What happened to her has literally been foreshadowed the entire series, and was obvious in ep2 when she pulled away from Sansa. As soon as ep3 tied up the other thread it was obvious what was going to happen in the endgame.
It's also nothing like LOST. That ending rendered the entire show incoherent and inconsistent. GOT by comparison is still telling a linear story with internal consistency in tact - it's just a rushed, dumbed-down ending.
Edit: The petition just passed 250k.
The problem with the twist is that the writers seem to confuse foreshadowing with character development. While it might've been foreshadowed, at no point does it seem plausible that Daenarys as built up in this show have gone fully genocidal for no reason. Dany in the show has always had a violent side, but at the same time the writers have always written her as a generally good person. It's a thing they have very deliberately done to get that 'shock value' moment in this latest episode, as even in the latest episode you have Dany claiming 'our mercy for future generations is our strength', yet she completely handwaves this away three scenes later where she kills all these future generations.
And while you could say "Well, she lost all people dear to her", that happened in the two episodes before the episode where she went crazy and once again, there was no reason to assume that she wouldn't just attack Cersei out of revenge and instead target everyone in the city but Cersei. This is somehow made even worse by the Inside the Episode where D.B. Weiss confirms that Dany only decided to go on her genocidal rampage after the city has already surrendered, somehow making her seeing the Red Keep the defining factor.

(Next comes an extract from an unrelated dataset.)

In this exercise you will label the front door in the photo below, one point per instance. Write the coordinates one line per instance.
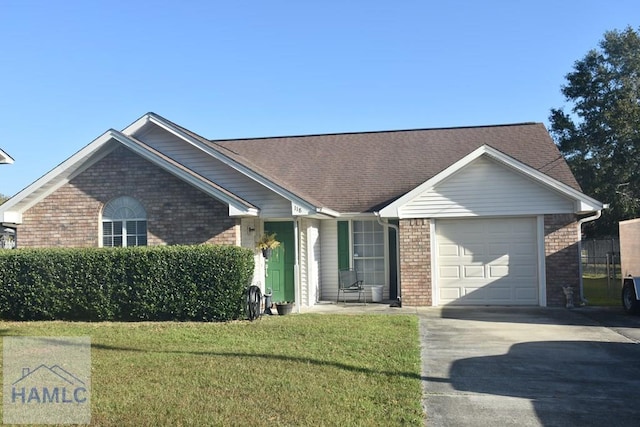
(280, 266)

An easy comparison can be made with the way Harry Potter's Snape twist was handled. Alan Rickman was told very early on by J.K. Rowling that her plan for Snape was that he wasn't the villain he seemed to be, this allowed Rickman to play Snape with a bit of a mysterious edge. GRRM apparently told D&D very early that Dany would burn the city and go 'mad' (something that is more obvious in the books), yet D&D kept writing Dany as the saviour of the innocents and poor. Emilia Clarke apparently also wasn't told until this season that this was the way her character would go, which made her acting also seem very earnest, at no point would anyone assume Dany as played in the last seasons is balancing on the edge of being sane and good or a total maniac.
The worst thing is that even within this last episode the twist could've made narrative sense. What if she had gone straight to the Red Keep and had burned all the people crowded in front of and in the Red Keep because they were in the way between her and Cersei and she was just so crazed by revenge that she didn't care for collateral? That would've been way better than her murdering innocent men, women and children just because.